Lo poético es, por tanto, necesario, pero, como lo era pensar, peligroso. Produce perturbadores trances, como a Stendhal enfermo de arte en Italia. Es la perturbación a veces grotesca que el poeta vive en la realidad lo que Don Quijote vive, en su mundo de ideales y arquetipos, que es el mundo de los sueños. Pero la grandeza de este movimiento es que salva, que a fuer de no comprendido y de estar cómicamente “fuera” de lugar muestra la no menos cómica realidad “prosaica” en que se vive. Y en esta tensión, además, entra en juego una dignidad, una superación del propio mundo o el denodado esfuerzo por ello. Es un movimiento que tanto la poesía como, decíamos, el pensamiento en lo que tiene de “noble” han de reproducir. El humilde conocedor de su ignorancia, Sócrates, y el voluntariamente indigente Diógenes, Sócrates enloquecido y también víctima de un secreto orgullo, diría Platón del mismo, son, al mismo tiempo que personas inmersas en el mundo al que tratan de entender, aristócratas de un heroísmo que se eleva sobre el mismo y que, además, cualquiera que pretenda no ceder a las corrientes que arrastran, tiene que asumir.
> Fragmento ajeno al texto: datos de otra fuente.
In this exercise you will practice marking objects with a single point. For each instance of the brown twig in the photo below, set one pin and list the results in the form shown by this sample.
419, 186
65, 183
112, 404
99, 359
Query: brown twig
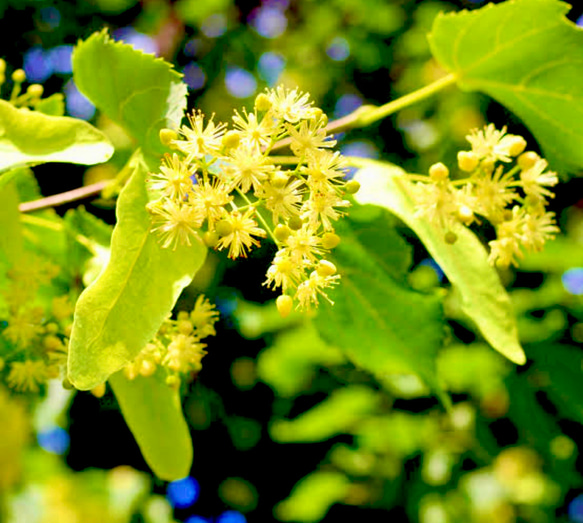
63, 198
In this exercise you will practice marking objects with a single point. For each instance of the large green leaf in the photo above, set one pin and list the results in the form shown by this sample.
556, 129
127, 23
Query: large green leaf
382, 325
28, 137
465, 263
140, 92
527, 56
122, 310
153, 412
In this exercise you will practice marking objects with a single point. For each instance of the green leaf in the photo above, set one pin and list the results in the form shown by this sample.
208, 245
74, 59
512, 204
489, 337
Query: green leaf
382, 325
465, 263
28, 137
53, 105
313, 496
526, 55
138, 91
122, 310
337, 414
153, 413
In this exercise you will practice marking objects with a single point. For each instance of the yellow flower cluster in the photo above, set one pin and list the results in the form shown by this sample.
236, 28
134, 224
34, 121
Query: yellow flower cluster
503, 184
224, 185
36, 337
177, 346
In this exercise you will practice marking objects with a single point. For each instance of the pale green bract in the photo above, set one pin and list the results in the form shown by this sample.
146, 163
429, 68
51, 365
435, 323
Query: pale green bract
465, 263
29, 137
527, 56
119, 313
153, 412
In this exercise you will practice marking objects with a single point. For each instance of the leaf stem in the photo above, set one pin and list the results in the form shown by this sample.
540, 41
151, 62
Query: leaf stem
368, 114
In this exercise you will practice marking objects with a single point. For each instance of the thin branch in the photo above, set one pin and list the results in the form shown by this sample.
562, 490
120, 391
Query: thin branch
66, 197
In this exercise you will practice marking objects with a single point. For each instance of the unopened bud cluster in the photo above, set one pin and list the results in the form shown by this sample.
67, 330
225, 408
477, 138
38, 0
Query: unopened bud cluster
503, 184
177, 347
36, 330
224, 186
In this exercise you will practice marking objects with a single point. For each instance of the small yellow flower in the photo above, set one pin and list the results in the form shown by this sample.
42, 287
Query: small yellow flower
177, 222
26, 376
243, 228
200, 140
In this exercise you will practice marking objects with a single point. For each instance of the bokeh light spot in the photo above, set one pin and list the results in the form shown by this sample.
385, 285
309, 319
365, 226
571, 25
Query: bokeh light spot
268, 21
183, 493
271, 66
136, 39
37, 65
214, 26
339, 49
77, 104
231, 516
573, 280
240, 83
347, 104
194, 76
60, 57
576, 509
54, 440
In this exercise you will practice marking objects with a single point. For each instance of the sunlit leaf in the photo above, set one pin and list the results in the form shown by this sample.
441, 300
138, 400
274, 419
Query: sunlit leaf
527, 56
381, 324
138, 91
122, 310
153, 412
465, 262
28, 137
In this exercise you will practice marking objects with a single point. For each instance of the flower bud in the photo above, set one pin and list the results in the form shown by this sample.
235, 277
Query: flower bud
450, 237
284, 304
282, 232
210, 239
262, 102
173, 382
224, 228
231, 139
527, 160
295, 223
326, 268
330, 240
352, 187
466, 215
35, 90
517, 145
279, 179
438, 172
167, 136
467, 161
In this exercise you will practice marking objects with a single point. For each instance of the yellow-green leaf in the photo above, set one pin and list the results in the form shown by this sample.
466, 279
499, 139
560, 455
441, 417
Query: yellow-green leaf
28, 137
465, 263
527, 56
122, 310
153, 413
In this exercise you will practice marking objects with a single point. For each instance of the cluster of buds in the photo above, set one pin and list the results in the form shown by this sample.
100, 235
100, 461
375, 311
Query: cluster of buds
177, 347
503, 184
224, 186
30, 97
35, 338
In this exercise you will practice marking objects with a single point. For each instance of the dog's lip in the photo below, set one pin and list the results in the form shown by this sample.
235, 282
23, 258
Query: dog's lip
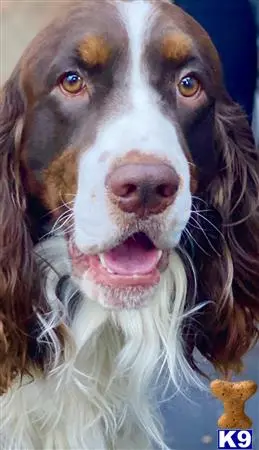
135, 261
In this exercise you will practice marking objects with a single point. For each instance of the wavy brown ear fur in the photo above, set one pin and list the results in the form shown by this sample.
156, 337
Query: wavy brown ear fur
231, 278
20, 293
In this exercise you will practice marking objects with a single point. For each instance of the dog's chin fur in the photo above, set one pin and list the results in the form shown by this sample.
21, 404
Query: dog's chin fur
100, 391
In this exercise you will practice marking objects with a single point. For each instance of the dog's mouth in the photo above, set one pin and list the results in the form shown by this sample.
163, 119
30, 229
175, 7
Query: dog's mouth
134, 262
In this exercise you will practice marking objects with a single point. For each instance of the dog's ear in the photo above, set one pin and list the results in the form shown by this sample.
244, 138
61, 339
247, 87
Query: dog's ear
19, 287
230, 278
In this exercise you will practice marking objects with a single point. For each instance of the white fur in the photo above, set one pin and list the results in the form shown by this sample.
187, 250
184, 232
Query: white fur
137, 124
101, 396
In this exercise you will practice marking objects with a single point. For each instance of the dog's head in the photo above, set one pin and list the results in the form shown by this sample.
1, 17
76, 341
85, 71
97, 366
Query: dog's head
117, 121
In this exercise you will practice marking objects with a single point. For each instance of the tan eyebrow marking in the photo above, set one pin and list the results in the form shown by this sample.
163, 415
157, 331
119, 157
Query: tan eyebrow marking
176, 46
94, 50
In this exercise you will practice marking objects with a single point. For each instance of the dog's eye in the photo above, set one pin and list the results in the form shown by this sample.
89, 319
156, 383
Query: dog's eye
189, 86
72, 83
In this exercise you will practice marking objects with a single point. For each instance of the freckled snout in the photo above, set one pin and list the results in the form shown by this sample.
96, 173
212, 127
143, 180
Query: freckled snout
143, 189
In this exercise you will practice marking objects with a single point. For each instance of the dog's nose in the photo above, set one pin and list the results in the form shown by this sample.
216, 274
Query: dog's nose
143, 189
Diógenes de Sínope entraba en los teatros cuando la masa salía de ellos, “contracorriente”, cuenta Diógenes Laercio. Este voluntario y contradictorio autoexilio el hombre tiene que emprenderlo cuando piensa la realidad o trata de mejorarla, en un movimiento que es a la vez cognoscitivo y bello pero, obviamente, también ético, constituyendo en sí mismo la conocida tríada griega que unía las tres dimensiones estética, ontológica y moral en una misma.